Just manipulate data structure in
kernel memory that maintains state
for backing store page allocation.
Thrashing
A system thrashes if physical memory is
too small to hold the working sets of all the
processes running.
The upshot of thrashing is that processes
always spend their time waiting for the
backing store to fetch their pages.
Thrashing is a discrete phenomenon.
Usually, there is a phase transition from no
thrashing to thrashing.
Typical way thrashing came about
in early batch systems
Scheduler brought in new process
whenever CPU utilization goes down.
Eventually the size of the working
sets become larger than physical
memory, and processes start to page.
The CPU utilization drops even
further, so more processes come in,
and the system starts to thrash.
Throughput drops like crazy.
Eliminating thrashing
Must drop degree of
multiprogramming.
So, swap all of a process out to
backing store and suspend process.
Page Fault Frequency based
solution
Basic idea: a process should have an
ideal page fault frequency. If it faults
too often, need to give it more
physical page frames. If it faults too
infrequently, it has too many physical
page frames and need to take some
from it and give to other process.
When all processes fault too
frequently, choose one to swap out.
Another swapping algorithm
keep a free list threshold. When
processes demand free pages at a
high rate, free list will be consumed
faster than pages can be swapped out
to fill it. When amount of free
memory goes above threshold,
system starts swapping out
processes. They start coming back in
when free memory drops back below
threshold.
Page size
How big are current page sizes? 4K bytes or 8K bytes.
Why aren't they bigger?
Tradition and existing code.
Increased fragmentation.
Why aren't they smaller?
Smaller page size has more page faults for same
working set size.
More TLB entries required.
Larger page tables required.
Page sizes have increased as memory has become
cheaper and page faults more relatively expensive.
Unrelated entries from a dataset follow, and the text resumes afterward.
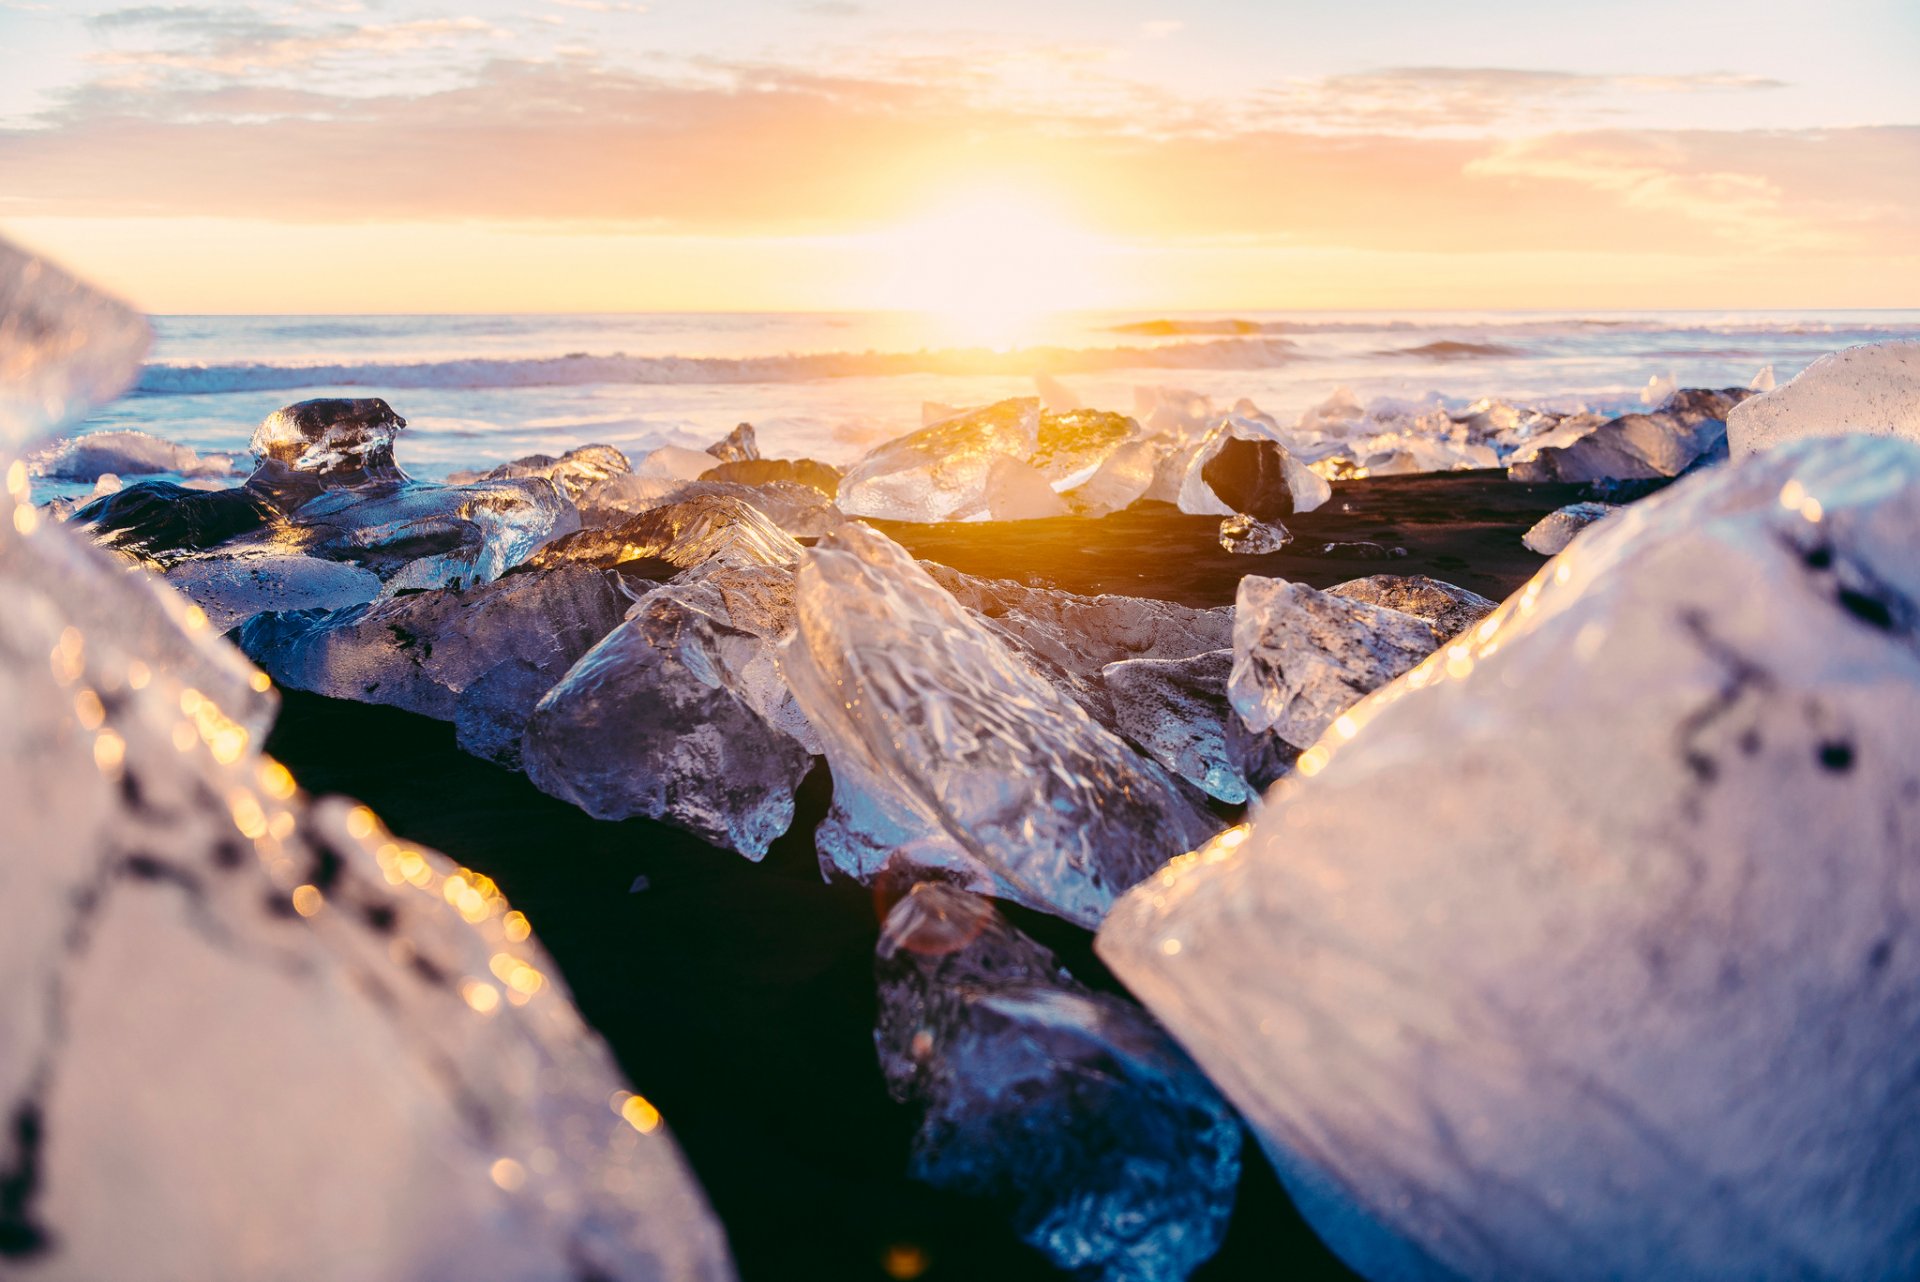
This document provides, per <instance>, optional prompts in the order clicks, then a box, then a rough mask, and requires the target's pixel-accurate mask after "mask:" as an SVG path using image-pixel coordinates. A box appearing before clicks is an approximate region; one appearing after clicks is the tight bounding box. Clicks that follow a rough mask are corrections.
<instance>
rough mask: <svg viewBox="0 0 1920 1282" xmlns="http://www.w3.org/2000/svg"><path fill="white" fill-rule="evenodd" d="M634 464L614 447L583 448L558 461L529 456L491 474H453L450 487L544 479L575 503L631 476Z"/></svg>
mask: <svg viewBox="0 0 1920 1282" xmlns="http://www.w3.org/2000/svg"><path fill="white" fill-rule="evenodd" d="M632 470H634V464H632V463H628V459H626V455H622V453H620V451H618V449H614V447H612V445H580V447H578V449H568V451H566V453H564V455H561V457H559V459H555V457H553V455H528V457H526V459H515V461H513V463H503V464H499V466H497V468H492V470H488V472H449V474H447V484H453V486H457V484H470V482H482V480H518V478H522V476H540V478H545V480H549V482H553V484H555V486H559V487H561V493H564V495H566V497H568V499H570V501H572V503H580V499H582V497H584V495H586V493H588V491H589V489H593V486H597V484H601V482H605V480H607V478H611V476H628V474H630V472H632Z"/></svg>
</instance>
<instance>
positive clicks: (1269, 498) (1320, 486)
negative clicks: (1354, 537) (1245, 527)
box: [1177, 415, 1332, 520]
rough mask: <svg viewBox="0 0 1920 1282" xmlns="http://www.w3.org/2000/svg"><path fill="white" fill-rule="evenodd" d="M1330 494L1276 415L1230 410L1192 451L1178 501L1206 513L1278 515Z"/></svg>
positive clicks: (1256, 515)
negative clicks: (1277, 424) (1225, 417)
mask: <svg viewBox="0 0 1920 1282" xmlns="http://www.w3.org/2000/svg"><path fill="white" fill-rule="evenodd" d="M1331 497H1332V486H1331V484H1327V480H1325V478H1323V476H1319V474H1317V472H1313V468H1309V466H1308V464H1306V463H1302V461H1300V459H1296V457H1294V455H1292V451H1290V449H1288V447H1286V439H1284V434H1283V432H1279V430H1277V428H1273V426H1271V420H1267V422H1263V420H1258V418H1242V416H1238V415H1229V416H1227V418H1221V420H1219V424H1217V426H1215V428H1213V430H1212V432H1208V436H1206V439H1202V441H1200V447H1198V449H1194V451H1192V455H1188V457H1187V461H1185V474H1183V476H1181V487H1179V499H1177V503H1179V509H1181V510H1183V512H1196V514H1202V516H1236V514H1246V516H1254V518H1256V520H1277V518H1281V516H1292V514H1294V512H1311V510H1313V509H1317V507H1319V505H1321V503H1325V501H1327V499H1331Z"/></svg>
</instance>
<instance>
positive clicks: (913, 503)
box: [839, 397, 1041, 522]
mask: <svg viewBox="0 0 1920 1282" xmlns="http://www.w3.org/2000/svg"><path fill="white" fill-rule="evenodd" d="M1039 430H1041V403H1039V401H1037V399H1031V397H1027V399H1016V401H1000V403H998V405H989V407H987V409H975V411H968V413H962V415H954V416H952V418H945V420H941V422H935V424H933V426H927V428H922V430H918V432H912V434H910V436H902V438H899V439H893V441H887V443H885V445H877V447H874V449H872V451H868V453H866V457H862V459H860V461H858V463H856V464H852V466H851V468H849V470H847V474H845V476H841V484H839V507H841V510H843V512H847V514H849V516H876V518H881V520H920V522H933V520H952V518H954V514H956V512H962V510H981V509H983V507H985V493H987V478H989V474H991V470H993V463H995V459H1002V457H1012V459H1016V461H1025V459H1029V457H1033V451H1035V447H1037V443H1039Z"/></svg>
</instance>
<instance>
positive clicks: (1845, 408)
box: [1726, 340, 1920, 459]
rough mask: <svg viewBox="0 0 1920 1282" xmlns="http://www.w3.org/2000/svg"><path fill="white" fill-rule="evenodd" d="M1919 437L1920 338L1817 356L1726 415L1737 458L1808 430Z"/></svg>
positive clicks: (1776, 444)
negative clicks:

Will probably increase in the future.
Pinning pages
Some pages cannot or should not be
paged out.
There is some data that OS must always
have resident to operate correctly.
Some memory accessed very frequently
- disk buffers.
Sometimes DMA into memory - DMA
device usually works with physical
addresses, so must lock corresponding
page into memory until DMA finishes.